Attaques ADF en RDC : des gouvernants indifférents et distraits, certains habitants complices… l’évêque de Butembo-Beni appelle les populations à se défendre  

Mgr Sikuli Paluku Melchisédech, Evêque du diocèse catholique de Butembo-Beni/Ph droits tiers

L’évêque du diocèse catholique de Butembo-Beni s’inquiète face à l’ampleur des tueries des civils dans l’est de la RD Congo, malgré la présence d’acteurs et services censés protéger les populations. S’exprimant ce samedi 22 octobre à la cathédrale de Butembo (Nord-Kivu), au cours de la messe pour le repos de l’âme de la religieuse Sylvie Kavuke, l’une de sept personnes tuées par des ADF mercredi à Maboya, Mgr Sikuli Paluku Melchisédech a dit ne pas comprendre la difficulté pour les autorités à traquer l’ennemi qui demeure dans un périmètre identifié.

« On ne dit jamais la vérité sur ce qui se passe. On annonce simplement qu’il y a eu des terribles évènements. Il n’y a rien qui s’en suit. On annonce simplement qu’on a brulé, et ce qui l’ont fait font pratiquement tout le reste de la nuit dans la région. On s’imagine qu’ils sont allés tous vers l’Est mais on ne sait pas nous dire qu’on les a perçus à tel endroit parce qu’on pensait qu’une région comme celle-ci doit être particulièrement gardée par les agents de sécurité », s’inquiète-t-il.

Des gouvernants distraits

Il a révélé que pendant que les rebelles ADF tuaient des populations et attaquaient des structures sanitaires à Maboya, certains de ceux qui sont censés protéger les personnes se réjouissaient dans des QG (Quartier général), ces bordels prostitution.
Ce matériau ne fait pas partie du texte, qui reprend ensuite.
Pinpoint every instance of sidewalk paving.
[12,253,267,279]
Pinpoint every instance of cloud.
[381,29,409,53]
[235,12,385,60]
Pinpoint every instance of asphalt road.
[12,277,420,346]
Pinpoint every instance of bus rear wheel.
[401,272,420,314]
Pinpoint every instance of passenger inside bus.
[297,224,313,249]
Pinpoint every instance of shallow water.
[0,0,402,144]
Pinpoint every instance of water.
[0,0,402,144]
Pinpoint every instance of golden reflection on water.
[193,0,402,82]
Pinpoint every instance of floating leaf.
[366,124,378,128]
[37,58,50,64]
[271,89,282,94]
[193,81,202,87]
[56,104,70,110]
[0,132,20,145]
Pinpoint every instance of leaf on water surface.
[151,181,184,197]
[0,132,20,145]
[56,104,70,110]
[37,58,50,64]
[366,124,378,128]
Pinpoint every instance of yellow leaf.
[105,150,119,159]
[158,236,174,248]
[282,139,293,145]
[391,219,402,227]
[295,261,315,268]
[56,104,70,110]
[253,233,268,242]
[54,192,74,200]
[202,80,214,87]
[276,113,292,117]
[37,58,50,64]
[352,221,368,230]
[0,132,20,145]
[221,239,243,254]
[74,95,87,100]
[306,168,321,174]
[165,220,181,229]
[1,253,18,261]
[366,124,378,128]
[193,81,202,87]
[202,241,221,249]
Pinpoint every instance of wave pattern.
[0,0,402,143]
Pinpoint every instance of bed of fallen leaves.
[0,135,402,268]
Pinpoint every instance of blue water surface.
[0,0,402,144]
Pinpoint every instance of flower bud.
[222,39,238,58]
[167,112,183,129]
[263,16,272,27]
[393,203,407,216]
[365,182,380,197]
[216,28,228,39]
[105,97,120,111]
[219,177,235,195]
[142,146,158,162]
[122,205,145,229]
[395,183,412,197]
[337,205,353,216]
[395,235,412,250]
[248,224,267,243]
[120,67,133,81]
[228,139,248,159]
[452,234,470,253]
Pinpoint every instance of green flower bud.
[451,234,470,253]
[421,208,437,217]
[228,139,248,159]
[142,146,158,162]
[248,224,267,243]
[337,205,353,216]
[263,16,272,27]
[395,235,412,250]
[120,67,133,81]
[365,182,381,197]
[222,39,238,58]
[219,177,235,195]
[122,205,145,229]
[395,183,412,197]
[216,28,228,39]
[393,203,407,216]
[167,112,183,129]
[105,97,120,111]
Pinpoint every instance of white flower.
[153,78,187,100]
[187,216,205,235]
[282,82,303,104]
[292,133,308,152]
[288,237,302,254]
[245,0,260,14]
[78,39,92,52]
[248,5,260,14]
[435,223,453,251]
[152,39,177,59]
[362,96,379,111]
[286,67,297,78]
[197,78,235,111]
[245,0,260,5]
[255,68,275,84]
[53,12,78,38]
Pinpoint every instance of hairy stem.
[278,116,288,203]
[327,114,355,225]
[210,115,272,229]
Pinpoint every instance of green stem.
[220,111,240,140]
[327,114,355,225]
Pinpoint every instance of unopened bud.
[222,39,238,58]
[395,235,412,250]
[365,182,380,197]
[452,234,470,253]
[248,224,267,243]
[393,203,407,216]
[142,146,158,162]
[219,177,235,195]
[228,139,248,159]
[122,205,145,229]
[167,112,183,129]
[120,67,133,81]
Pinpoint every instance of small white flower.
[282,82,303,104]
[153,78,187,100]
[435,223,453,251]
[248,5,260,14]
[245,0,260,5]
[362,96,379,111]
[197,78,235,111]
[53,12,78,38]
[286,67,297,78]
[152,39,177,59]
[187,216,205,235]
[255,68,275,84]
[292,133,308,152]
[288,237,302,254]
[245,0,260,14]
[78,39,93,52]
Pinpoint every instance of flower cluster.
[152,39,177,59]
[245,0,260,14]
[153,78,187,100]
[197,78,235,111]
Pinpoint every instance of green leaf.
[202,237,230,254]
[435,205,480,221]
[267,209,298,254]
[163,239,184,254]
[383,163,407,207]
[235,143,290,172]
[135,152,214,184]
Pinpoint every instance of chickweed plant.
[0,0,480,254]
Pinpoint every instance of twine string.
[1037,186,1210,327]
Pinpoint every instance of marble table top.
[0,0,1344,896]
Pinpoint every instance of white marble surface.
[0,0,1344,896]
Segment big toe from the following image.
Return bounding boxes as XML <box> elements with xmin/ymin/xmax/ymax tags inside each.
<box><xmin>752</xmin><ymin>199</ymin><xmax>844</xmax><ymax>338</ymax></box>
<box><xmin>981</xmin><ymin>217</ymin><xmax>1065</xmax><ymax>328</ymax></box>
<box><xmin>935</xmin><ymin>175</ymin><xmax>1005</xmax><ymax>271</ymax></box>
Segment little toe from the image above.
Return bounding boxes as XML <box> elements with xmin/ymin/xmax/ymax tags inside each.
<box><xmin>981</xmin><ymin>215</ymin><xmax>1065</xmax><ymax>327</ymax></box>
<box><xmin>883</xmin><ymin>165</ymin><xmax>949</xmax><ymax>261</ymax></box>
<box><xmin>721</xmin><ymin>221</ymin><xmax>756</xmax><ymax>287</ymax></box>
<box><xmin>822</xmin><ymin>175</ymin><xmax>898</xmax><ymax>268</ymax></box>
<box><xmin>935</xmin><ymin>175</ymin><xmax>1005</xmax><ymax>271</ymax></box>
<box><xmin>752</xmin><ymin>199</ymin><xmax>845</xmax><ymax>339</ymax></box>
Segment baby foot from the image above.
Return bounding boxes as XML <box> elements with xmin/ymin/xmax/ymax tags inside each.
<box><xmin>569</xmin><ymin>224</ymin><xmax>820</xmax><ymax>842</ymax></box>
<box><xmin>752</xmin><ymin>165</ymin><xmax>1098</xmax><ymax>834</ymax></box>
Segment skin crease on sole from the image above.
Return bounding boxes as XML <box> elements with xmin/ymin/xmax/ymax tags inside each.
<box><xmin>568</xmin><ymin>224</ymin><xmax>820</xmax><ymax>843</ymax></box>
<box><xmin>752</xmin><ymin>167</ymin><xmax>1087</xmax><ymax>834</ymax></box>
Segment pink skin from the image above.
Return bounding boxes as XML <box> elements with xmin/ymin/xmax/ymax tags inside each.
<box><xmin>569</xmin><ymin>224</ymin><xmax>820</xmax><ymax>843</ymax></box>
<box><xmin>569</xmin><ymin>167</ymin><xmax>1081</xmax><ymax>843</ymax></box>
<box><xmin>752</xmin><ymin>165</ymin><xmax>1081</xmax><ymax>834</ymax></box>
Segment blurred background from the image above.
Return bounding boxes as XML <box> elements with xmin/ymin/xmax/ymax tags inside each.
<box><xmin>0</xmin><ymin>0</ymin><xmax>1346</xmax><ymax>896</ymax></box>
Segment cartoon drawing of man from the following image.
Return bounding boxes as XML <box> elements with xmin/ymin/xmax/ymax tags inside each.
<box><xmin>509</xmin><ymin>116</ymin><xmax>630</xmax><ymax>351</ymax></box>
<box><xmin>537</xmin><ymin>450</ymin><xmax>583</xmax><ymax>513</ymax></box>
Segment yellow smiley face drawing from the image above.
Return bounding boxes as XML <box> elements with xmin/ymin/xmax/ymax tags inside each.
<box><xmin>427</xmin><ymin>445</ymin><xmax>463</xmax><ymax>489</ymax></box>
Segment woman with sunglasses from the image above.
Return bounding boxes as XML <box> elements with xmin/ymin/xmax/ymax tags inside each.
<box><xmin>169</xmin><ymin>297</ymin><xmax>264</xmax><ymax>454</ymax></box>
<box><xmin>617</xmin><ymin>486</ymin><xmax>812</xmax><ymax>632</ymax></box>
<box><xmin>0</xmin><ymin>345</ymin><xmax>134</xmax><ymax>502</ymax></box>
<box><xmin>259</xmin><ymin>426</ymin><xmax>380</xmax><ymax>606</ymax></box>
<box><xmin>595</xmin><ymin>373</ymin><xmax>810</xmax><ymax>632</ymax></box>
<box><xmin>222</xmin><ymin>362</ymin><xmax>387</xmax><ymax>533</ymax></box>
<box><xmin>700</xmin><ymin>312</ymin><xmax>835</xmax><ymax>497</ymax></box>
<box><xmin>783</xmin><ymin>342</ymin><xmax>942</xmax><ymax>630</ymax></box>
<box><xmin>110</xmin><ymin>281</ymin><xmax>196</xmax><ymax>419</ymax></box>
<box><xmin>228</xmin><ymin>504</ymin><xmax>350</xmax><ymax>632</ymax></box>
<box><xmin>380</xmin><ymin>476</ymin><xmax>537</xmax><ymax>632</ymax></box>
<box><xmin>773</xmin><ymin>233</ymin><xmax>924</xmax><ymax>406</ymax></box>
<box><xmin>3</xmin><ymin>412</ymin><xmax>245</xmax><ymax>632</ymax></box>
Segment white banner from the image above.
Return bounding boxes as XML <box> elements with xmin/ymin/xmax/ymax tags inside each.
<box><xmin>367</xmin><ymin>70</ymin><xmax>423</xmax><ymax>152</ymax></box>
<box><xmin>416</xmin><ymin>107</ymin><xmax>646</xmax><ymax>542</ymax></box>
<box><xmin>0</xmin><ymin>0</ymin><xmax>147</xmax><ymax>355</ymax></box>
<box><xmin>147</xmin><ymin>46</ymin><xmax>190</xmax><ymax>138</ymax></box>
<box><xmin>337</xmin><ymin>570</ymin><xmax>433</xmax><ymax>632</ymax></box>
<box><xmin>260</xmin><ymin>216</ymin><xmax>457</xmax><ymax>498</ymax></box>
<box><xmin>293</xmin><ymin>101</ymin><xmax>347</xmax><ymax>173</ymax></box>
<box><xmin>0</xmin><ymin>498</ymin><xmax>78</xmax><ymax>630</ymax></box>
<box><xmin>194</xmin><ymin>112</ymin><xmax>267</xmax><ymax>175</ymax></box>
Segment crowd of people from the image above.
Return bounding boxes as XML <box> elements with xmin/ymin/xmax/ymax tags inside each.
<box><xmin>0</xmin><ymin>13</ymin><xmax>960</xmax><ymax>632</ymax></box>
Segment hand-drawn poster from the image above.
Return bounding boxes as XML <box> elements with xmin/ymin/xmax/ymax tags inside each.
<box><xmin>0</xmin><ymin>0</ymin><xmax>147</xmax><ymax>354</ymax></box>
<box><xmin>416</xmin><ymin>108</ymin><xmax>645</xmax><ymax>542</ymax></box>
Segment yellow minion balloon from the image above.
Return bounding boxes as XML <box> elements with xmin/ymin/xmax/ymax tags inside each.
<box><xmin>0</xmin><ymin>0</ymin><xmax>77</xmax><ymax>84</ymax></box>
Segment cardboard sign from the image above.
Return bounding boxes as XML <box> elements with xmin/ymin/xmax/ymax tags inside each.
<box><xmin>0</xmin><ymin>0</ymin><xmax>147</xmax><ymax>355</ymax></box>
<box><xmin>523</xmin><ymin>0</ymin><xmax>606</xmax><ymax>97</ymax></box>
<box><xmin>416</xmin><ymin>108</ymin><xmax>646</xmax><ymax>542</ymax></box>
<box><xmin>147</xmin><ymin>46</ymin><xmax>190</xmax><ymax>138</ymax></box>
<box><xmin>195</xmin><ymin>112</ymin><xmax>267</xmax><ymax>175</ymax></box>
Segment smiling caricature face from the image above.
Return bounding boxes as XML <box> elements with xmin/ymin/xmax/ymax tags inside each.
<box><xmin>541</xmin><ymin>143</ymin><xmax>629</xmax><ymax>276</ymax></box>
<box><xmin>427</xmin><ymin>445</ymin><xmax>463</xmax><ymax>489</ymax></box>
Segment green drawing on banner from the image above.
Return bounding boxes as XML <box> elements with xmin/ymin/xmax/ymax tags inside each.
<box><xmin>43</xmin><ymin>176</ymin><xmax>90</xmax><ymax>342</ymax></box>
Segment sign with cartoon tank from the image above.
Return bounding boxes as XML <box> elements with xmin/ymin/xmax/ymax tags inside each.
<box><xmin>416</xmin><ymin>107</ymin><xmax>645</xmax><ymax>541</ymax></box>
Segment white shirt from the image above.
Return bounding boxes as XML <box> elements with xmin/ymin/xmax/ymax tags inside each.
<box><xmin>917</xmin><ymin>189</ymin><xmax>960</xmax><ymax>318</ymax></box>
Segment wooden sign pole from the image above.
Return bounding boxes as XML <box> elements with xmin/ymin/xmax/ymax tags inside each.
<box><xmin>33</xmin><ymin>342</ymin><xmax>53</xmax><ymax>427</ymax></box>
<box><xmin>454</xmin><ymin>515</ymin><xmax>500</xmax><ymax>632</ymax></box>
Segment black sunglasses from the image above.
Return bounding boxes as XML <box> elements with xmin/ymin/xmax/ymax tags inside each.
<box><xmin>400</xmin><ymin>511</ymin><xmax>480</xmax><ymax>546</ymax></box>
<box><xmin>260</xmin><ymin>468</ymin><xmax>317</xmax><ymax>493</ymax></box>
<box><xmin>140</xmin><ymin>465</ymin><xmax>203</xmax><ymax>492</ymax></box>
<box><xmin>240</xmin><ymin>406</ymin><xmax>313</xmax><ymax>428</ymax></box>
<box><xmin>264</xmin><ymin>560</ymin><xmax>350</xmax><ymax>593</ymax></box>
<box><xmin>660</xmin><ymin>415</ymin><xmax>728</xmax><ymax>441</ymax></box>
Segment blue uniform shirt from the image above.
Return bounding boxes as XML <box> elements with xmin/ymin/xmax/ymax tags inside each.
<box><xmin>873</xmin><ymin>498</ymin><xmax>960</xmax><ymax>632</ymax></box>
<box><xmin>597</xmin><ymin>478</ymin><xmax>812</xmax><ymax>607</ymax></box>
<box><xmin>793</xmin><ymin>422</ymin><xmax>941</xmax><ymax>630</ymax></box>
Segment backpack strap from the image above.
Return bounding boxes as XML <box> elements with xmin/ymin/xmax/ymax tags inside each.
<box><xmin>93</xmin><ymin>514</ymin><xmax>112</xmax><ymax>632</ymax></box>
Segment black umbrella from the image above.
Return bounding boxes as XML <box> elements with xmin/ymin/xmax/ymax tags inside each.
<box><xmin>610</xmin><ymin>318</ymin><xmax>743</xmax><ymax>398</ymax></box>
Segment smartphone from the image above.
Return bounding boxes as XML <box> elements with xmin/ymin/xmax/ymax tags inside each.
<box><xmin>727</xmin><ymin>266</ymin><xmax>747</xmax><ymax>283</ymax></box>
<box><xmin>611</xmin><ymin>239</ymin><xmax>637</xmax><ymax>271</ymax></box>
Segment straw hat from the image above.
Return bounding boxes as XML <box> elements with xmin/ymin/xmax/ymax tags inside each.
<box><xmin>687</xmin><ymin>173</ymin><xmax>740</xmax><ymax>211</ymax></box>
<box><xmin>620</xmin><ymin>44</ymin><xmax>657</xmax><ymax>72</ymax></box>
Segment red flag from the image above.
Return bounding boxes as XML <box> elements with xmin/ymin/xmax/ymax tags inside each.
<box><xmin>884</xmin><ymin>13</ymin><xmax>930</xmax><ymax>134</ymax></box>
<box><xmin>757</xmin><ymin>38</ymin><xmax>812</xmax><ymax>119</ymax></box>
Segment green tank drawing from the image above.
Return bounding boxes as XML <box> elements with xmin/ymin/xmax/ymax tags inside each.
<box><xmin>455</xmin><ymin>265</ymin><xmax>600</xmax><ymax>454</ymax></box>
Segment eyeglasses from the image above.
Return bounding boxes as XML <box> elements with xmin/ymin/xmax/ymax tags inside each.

Un comportement d’indifférence dénoncé également dans le chef des animateurs de l’état de siège au Nord-Kivu qui préfèrent, eux-aussi, se construire des monuments de gloire plutôt que de le faire en mémoire des victimes des tueries qu’ils ne savent pas empêcher. Ils préfèrent, d’après lui, se divertir plutôt que de démanteler l’ennemi.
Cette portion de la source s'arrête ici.